Perhaps it was his role on the field as the prototypical ‘mercurial’ winger in his 70’s heyday, a term often used to describe a player capable of getting you out of your seat with a moment of genius one minute, and then have you slumped with your head in your hands the next. McQuade modestly concedes he could be as exasperating as he was exhilarating.

No matter though, because he more than played his part in perhaps the finest moment in Partick Thistle’s history, grabbing the third of four Thistle goals as they blew away the Celtic side of Kenny Dalglish, Jimmy Johnstone et al one famous day at Hampden in October 1971.

That League Cup final triumph remains the last major trophy lifted by Thistle, and given their propensity for drawing Celtic out of the hat in recent years in cup competitions, another year may yet pass without them threatening to end that barren run.

McQuade though, as all good Thistle men and women do, possesses an upbeat attitude towards their chances no matter who they are facing.
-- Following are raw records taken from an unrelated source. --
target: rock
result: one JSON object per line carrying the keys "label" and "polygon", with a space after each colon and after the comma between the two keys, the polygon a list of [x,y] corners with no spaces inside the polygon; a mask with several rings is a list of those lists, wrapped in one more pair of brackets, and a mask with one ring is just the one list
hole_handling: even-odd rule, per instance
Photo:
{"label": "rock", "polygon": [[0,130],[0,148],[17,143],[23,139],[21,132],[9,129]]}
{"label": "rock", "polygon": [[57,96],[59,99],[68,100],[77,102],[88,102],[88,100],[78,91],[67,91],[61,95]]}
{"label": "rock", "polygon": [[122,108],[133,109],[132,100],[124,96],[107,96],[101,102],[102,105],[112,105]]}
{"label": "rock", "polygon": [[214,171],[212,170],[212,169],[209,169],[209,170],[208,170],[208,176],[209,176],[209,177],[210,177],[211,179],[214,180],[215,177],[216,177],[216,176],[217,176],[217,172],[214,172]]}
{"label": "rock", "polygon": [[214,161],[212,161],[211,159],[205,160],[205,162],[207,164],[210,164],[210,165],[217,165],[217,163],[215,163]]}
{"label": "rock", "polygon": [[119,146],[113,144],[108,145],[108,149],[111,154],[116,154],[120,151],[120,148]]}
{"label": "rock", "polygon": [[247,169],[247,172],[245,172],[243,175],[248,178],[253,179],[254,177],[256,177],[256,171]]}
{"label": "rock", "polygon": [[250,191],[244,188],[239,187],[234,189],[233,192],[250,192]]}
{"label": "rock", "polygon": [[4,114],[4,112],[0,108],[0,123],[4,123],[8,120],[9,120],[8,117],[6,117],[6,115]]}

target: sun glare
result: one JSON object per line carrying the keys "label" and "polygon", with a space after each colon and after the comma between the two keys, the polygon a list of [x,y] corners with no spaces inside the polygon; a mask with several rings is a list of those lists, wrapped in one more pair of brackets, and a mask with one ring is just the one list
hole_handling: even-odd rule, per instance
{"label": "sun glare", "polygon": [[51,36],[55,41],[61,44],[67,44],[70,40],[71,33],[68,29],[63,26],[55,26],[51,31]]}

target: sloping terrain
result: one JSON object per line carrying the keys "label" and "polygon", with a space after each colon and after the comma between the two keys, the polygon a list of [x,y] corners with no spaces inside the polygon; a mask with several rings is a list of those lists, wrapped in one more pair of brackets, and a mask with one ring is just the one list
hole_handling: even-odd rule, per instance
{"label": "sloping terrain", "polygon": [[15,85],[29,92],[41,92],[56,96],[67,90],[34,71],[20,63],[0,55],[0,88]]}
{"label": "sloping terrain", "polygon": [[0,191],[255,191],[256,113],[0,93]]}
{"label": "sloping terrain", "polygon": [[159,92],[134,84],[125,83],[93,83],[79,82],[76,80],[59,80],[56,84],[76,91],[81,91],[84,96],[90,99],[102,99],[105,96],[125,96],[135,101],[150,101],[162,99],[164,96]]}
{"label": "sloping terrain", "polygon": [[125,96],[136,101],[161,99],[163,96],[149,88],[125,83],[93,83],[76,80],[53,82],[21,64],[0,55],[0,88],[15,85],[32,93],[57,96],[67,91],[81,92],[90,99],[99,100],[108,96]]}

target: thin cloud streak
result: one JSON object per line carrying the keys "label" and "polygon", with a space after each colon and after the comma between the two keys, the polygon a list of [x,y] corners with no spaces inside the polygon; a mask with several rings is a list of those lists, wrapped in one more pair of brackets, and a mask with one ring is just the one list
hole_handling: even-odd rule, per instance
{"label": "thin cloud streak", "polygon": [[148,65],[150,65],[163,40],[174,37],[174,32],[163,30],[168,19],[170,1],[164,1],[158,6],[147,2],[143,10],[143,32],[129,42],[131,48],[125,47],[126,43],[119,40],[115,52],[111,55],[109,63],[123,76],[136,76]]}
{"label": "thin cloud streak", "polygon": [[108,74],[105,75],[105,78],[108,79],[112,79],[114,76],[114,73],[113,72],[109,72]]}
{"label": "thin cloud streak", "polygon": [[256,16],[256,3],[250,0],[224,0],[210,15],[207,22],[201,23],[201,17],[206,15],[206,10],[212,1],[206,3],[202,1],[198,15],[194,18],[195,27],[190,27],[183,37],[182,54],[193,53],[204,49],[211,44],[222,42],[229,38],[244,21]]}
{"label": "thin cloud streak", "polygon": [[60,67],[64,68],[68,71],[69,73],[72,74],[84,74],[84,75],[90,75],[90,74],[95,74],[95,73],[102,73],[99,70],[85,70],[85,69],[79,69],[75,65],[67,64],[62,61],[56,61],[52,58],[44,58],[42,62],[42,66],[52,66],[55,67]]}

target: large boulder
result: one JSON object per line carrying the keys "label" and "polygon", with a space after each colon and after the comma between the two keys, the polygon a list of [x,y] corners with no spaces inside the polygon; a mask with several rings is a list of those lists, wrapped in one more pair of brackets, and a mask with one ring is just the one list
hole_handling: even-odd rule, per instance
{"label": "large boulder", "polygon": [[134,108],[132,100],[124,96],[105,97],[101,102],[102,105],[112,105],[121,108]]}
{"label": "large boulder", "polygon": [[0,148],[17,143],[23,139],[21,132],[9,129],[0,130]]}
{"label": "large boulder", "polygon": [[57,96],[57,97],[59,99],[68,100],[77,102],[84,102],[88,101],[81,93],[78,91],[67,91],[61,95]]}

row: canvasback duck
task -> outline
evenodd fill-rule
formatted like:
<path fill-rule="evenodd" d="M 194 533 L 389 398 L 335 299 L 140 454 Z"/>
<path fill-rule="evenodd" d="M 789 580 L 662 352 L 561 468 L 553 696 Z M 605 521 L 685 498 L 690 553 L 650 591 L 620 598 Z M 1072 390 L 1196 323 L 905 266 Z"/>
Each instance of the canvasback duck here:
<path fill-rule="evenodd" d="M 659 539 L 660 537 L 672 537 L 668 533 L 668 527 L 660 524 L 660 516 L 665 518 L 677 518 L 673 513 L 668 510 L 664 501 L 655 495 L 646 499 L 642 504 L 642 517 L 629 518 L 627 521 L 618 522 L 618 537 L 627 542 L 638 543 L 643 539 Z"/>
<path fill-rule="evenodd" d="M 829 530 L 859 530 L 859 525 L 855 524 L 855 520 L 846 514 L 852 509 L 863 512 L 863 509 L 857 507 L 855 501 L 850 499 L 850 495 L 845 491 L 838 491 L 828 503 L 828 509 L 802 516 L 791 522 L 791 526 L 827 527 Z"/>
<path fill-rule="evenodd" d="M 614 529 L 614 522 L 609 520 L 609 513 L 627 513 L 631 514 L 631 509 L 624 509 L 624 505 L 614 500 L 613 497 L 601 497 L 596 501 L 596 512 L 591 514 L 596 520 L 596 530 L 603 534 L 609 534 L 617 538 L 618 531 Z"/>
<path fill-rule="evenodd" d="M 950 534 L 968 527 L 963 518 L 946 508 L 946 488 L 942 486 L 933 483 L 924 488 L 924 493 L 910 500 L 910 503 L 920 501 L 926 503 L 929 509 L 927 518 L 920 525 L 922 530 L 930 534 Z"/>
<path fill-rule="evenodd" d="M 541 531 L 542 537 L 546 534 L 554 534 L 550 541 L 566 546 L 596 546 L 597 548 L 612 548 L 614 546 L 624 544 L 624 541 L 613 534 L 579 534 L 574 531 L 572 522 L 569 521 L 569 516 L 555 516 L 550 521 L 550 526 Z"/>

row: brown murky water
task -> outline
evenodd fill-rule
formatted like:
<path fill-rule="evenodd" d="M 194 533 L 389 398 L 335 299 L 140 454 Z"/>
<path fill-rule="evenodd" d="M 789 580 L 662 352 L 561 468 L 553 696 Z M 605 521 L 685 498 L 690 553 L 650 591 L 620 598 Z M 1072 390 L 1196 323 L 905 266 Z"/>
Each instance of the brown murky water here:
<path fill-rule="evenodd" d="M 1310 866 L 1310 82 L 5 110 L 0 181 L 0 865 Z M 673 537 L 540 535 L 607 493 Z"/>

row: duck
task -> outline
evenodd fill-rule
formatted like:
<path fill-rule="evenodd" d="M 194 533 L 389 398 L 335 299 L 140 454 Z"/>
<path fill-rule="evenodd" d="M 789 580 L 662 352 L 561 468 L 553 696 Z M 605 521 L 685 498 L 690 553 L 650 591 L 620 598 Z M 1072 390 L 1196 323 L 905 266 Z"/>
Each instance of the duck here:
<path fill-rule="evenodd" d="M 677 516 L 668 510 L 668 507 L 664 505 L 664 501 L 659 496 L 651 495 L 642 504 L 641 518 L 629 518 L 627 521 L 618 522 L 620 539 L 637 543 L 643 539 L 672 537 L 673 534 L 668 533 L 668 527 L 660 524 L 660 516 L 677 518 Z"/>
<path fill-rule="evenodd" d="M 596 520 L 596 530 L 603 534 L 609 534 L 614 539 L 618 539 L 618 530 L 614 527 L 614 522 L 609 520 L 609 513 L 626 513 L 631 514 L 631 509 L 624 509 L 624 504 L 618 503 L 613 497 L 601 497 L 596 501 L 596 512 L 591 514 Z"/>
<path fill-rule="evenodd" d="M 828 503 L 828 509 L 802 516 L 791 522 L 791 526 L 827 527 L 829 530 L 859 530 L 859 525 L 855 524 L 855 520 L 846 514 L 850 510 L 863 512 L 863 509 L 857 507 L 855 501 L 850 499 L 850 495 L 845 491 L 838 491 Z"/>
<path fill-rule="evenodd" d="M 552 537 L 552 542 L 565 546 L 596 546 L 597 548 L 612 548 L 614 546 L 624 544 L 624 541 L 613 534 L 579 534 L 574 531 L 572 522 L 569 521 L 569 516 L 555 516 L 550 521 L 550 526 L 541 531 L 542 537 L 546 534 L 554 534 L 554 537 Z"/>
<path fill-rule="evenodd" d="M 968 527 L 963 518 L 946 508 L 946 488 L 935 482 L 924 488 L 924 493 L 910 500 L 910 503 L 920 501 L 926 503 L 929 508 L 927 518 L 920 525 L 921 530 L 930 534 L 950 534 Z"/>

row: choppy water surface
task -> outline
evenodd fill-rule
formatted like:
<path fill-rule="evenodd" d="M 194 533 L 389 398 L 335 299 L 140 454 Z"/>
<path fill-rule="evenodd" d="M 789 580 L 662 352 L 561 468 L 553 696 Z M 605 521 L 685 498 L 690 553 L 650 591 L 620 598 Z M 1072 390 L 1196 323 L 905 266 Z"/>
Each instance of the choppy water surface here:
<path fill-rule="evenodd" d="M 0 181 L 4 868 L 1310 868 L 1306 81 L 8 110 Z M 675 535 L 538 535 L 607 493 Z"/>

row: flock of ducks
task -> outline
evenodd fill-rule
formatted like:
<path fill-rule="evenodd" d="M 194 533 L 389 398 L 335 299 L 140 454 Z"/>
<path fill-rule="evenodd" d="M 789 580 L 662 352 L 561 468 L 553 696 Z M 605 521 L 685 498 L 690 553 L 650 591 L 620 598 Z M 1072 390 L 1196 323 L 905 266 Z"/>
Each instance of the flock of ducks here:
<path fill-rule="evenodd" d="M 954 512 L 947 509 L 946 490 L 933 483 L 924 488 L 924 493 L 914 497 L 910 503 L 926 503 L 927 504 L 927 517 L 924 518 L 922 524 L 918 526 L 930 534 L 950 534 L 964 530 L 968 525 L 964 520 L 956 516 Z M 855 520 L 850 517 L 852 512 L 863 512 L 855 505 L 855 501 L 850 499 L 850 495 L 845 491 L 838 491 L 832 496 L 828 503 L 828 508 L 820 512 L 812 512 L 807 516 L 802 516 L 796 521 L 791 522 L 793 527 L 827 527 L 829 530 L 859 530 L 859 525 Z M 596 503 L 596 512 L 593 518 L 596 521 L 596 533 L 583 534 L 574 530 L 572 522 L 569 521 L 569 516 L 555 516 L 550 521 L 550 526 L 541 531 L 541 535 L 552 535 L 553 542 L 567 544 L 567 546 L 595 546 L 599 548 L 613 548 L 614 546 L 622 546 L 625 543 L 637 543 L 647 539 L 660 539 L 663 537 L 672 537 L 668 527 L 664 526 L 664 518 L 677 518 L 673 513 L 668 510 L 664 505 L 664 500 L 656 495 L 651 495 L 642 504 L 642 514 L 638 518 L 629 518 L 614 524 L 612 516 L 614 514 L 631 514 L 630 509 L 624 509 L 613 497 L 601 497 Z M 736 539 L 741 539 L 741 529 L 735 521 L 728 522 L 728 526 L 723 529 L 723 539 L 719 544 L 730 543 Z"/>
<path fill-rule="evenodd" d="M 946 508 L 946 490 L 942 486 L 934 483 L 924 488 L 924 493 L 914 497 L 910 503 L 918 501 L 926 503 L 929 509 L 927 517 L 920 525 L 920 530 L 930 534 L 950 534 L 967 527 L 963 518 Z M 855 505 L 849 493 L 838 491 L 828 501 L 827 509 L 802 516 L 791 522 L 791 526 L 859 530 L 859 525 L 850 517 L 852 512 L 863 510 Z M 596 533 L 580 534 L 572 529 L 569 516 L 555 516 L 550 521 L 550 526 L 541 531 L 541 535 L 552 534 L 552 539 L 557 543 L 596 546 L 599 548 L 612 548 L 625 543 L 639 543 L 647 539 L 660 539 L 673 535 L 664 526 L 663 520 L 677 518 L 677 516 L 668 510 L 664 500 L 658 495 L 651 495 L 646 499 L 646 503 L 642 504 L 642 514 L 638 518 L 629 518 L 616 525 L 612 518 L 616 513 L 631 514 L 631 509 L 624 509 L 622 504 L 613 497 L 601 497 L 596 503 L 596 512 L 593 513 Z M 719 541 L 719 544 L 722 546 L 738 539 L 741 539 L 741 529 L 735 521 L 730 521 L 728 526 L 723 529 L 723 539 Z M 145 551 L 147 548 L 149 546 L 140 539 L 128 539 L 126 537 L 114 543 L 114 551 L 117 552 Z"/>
Perhaps that is another hint, all you cynics out there may say, of where those nicknames came from.

“I’m always ready for a surprise when Thistle are up against it,” says McQuade.

Of course, no one else outside of Firhill gives the Jags any sort of chance, but that is a familiar tale.

“I remember being interviewed before the '71 final by Arthur Montford, and I said ‘well, even if it is 100/1, there is always the chance that this could be that one day’”, McQuade said.

“Fortunately, we had a manager in Davie McParland who had a very positive attitude towards these things.

“The Celtic team back then was an incredible side. They were in the middle of their nine-in-a-row run, they had been in the European Cup final the year before and lost to Feyenoord, so they were full of internationals and experience. It didn’t look very good on paper, but we had youthful enthusiasm on our side and self-belief.

“It wasn’t a fluke, even Jock Stein said that. We absolutely went for it from the first kick off and we could have scored more goals that day.

“By the time it came to my turn to hit one off Frank Coulston’s back and in, Celtic were already looking a bit non-plussed. They weren’t expecting this.

“Half-time was just surreal, because we sat down, and it was total silence. We didn’t really appreciate what had just happened.

“McParland basically said that if we could keep them under control for the first 15 minutes, then we were going to win, and he was absolutely right.”

Whether current Thistle boss Ian McCall will be pinning any articles rubbishing his side’s chances to the dressing room wall tonight remains to be seen, but surely none have treated the Jags with the lack of respect shown by Grandstand presenter Sam Leitch back in ’71, who famously proclaimed; ''In Scotland, it's League Cup final day at Hampden Park, where Celtic meet Partick Thistle, who have no chance."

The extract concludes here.